Description Romano Giannetti 2008-09-24 01:12:31 UTC
Latest working kernel version: 2.6.26.2

Earliest failing kernel version: 2.6.27-rc

Distribution: ubuntu 8.04

Hardware Environment: toshiba satellite U305-S5077 (lspci and boot dmesg will be attached right away)

Software Environment: doing native (by menu) suspend/resume

Problem Description: 

sometime resume from ram fails, giving a completely dead machine. Nothing works, not even SysRq-B. Nothing is left in the logs. It happens maybe every 7-9 correct resume events. It never happened in 2.6.26 (then it had problems with video not resuming, but this was another kind of problem). Problem is hardly bisectable...

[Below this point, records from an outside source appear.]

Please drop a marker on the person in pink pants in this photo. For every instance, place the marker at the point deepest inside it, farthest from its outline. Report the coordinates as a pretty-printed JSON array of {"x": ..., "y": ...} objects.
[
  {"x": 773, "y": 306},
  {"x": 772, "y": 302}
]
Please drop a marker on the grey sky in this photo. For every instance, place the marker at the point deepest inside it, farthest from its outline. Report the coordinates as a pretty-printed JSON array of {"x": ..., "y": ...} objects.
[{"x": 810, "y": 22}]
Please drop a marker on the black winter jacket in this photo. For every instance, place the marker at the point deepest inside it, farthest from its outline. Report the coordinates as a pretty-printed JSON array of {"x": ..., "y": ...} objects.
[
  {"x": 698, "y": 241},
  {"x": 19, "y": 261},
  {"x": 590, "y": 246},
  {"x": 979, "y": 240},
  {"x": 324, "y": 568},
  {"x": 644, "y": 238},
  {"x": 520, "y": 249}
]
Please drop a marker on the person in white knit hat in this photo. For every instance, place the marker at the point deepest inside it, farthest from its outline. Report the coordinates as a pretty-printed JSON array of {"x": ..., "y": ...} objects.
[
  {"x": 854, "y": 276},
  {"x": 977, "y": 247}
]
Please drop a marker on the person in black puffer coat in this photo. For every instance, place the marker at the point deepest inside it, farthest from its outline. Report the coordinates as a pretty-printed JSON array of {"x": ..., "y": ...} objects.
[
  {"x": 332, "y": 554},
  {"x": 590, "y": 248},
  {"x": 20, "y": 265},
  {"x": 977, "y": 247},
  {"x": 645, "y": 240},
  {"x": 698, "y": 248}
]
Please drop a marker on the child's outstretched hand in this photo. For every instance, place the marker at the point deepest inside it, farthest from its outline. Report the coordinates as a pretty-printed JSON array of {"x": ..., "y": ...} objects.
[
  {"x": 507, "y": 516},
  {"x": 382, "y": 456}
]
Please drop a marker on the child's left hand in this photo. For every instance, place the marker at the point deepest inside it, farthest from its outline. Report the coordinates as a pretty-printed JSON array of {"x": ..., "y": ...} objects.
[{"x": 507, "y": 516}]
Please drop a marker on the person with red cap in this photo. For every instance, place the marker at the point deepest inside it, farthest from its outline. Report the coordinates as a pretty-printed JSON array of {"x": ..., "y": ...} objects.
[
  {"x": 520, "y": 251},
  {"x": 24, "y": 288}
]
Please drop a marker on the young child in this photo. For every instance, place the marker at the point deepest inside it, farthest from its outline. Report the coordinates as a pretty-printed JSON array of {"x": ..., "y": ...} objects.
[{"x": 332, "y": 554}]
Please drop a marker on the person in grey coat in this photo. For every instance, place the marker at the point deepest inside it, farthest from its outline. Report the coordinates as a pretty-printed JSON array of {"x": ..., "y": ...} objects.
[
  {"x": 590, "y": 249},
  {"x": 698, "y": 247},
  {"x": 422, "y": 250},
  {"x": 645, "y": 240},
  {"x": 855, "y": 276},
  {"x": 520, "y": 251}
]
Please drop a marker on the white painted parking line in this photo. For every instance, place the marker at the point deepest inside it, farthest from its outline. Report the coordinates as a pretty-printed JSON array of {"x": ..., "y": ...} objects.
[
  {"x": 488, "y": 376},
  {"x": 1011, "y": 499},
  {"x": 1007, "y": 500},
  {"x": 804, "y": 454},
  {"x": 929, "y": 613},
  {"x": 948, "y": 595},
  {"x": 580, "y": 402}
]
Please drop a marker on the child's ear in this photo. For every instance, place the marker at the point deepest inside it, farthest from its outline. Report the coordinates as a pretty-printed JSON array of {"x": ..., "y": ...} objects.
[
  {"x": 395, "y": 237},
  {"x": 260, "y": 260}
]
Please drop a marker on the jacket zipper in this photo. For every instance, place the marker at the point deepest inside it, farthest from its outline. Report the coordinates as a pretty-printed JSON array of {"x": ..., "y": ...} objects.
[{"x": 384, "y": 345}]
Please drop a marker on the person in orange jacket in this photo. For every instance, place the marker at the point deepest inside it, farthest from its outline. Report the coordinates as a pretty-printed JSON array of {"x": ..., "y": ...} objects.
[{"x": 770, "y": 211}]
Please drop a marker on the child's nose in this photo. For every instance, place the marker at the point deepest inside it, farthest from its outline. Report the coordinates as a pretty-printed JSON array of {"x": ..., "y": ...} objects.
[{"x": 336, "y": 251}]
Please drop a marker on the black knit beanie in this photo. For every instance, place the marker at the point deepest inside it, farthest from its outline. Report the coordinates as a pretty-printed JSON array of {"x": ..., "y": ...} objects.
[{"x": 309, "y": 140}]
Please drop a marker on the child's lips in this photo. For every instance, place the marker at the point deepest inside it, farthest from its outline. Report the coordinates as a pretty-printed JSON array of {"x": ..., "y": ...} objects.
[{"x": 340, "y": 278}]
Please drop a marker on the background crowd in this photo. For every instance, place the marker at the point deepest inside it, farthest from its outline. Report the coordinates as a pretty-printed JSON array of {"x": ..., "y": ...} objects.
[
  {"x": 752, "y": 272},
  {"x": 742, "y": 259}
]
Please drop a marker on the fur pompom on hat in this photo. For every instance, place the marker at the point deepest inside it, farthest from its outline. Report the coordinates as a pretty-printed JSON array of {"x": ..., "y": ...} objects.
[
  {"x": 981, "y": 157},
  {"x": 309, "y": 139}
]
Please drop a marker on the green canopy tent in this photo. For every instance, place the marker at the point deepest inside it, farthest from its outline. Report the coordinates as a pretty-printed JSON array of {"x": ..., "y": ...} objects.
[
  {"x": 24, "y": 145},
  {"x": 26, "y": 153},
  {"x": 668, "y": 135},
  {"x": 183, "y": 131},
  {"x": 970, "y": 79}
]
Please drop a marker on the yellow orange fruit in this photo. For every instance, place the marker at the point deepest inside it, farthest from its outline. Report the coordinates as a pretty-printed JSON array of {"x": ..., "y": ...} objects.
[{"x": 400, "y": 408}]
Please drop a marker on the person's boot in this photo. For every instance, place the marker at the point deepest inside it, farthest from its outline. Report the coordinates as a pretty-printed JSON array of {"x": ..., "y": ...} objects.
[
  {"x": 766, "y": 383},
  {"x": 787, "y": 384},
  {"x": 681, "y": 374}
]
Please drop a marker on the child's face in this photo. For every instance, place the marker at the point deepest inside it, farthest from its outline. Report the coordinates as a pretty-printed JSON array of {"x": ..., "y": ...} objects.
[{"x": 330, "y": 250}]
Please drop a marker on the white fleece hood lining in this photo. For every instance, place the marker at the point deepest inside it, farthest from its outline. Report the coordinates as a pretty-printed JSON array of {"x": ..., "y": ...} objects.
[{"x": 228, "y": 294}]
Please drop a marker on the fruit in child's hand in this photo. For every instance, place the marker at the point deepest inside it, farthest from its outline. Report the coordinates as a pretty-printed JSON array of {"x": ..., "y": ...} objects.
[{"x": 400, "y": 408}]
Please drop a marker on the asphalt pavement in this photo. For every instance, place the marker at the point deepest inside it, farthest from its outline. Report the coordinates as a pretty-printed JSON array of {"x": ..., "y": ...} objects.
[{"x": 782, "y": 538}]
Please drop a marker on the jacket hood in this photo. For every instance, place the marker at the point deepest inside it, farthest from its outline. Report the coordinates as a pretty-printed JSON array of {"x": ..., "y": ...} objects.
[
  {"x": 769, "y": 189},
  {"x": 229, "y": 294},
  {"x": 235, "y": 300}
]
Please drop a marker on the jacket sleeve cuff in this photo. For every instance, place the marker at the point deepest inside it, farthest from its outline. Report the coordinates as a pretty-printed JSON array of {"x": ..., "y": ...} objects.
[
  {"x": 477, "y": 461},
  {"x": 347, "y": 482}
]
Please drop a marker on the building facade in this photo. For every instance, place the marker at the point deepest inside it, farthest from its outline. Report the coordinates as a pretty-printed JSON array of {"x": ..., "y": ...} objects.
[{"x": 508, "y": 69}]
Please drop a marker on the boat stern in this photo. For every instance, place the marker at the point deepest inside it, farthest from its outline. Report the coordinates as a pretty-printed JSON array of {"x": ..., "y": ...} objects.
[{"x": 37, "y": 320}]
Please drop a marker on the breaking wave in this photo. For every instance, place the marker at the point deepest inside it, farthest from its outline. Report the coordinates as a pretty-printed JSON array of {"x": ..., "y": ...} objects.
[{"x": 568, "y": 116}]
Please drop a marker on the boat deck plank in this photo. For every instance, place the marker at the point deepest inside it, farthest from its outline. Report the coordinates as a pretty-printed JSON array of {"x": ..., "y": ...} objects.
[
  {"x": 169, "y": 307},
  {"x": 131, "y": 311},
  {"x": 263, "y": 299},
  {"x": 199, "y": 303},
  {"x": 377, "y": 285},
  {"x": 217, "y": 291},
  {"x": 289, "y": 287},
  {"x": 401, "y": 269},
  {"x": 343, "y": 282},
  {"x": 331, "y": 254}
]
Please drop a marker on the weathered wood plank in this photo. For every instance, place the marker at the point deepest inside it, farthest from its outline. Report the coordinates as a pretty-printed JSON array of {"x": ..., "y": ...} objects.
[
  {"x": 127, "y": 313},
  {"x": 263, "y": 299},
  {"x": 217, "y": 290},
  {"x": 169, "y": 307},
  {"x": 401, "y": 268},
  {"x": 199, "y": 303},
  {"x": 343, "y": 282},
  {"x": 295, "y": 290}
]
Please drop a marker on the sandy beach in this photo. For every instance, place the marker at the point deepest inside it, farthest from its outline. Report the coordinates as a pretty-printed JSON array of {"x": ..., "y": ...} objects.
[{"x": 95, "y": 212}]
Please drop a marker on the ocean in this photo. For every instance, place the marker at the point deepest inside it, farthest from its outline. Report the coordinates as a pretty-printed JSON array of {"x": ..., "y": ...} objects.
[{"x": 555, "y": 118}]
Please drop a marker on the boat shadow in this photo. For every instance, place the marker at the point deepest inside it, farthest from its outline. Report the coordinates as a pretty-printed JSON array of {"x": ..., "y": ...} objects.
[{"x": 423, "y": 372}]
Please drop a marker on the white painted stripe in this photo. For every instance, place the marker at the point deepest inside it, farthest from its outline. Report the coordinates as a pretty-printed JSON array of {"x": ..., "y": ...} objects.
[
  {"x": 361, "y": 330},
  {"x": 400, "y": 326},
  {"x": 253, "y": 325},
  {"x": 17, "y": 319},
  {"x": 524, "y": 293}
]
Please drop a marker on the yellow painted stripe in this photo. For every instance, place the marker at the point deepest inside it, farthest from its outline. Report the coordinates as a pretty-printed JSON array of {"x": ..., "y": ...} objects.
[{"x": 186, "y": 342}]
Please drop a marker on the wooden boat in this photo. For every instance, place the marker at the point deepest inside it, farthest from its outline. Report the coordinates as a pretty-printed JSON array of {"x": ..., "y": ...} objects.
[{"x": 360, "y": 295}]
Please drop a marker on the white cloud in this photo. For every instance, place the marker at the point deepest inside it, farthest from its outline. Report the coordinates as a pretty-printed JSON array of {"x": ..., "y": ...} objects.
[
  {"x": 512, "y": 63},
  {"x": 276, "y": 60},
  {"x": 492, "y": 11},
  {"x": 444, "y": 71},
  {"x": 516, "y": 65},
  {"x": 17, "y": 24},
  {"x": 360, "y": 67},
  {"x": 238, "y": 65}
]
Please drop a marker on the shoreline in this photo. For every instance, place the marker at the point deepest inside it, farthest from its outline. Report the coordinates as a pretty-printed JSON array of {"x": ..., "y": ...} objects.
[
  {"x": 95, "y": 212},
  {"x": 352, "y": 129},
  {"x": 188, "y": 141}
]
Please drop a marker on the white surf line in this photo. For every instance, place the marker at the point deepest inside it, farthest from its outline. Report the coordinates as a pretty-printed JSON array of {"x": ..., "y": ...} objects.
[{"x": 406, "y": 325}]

The main difference could be the fact that now I have ath5k.ko driver instead of ndiswrapper for the wireless, but I have no proof whatsoever that the wireless could be the culprit. I can try to run with ndiswrapper instead a couple of day, but I'm not sure this is the correct strategy.

Any hints?
Comment 1 Romano Giannetti 2008-09-24 01:14:51 UTC
Created attachment 17996 [details]
lspci -vnn && lsusb -v
Comment 2 Romano Giannetti 2008-09-24 01:15:57 UTC
Created attachment 17997 [details]
dmesg
Comment 3 Romano Giannetti 2008-09-24 01:17:33 UTC
Created attachment 17998 [details]
lsmod
Comment 4 Rafael J. Wysocki 2008-09-24 11:01:49 UTC
Have you tried to unload the ath5k module before suspend and reload it after the resume?
Comment 5 Romano Giannetti 2008-09-25 01:16:59 UTC
I am trying just that now. Survived 5 cycles, but that means (still) nothing. 
Comment 6 ykzhao 2008-09-25 20:35:29 UTC
Will you please add the boot option of "acpi_sleep=s3_beep" and see whether the beep voice can be heard when the system is resumed?
   Of course please attach the output of acpidump.
   Thanks.
Comment 7 ykzhao 2008-09-25 20:37:12 UTC
If the beep voice can be heard, please always add the boot option of "acpi_sleep=s3_beep" and see whether the beep voice can be heard when failing in resume.
   Thansk.
Comment 8 Romano Giannetti 2008-09-27 11:35:12 UTC
Ok, I will add it when I do the next reboot (compiling rc7 now). 
Will attach acpidumd output now. 
Going around 10 cycles, now with ath5k loaded, and I can't trigger it anymore. 
Heisenbug?
Comment 9 Romano Giannetti 2008-09-27 11:36:24 UTC
Created attachment 18077 [details]
acpidump
Comment 10 Romano Giannetti 2008-09-27 11:37:42 UTC
By the way, I do not know if it is a *real* regression. It did never happen if I haven't ath5k loaded, and this is a new driver, so...
Your call, anyway.
Comment 11 Romano Giannetti 2008-09-27 13:46:18 UTC
Booted 2.6.27-rc7 with

[    0.000000] Kernel command line: root=UUID=995a9794-b3d4-4066-b9f8-36b84d4525ff ro nosplash log_buf_len=2M acpi_sleep=s3_beep

but there is  no beep on good resume (I do not know if this should be like that...).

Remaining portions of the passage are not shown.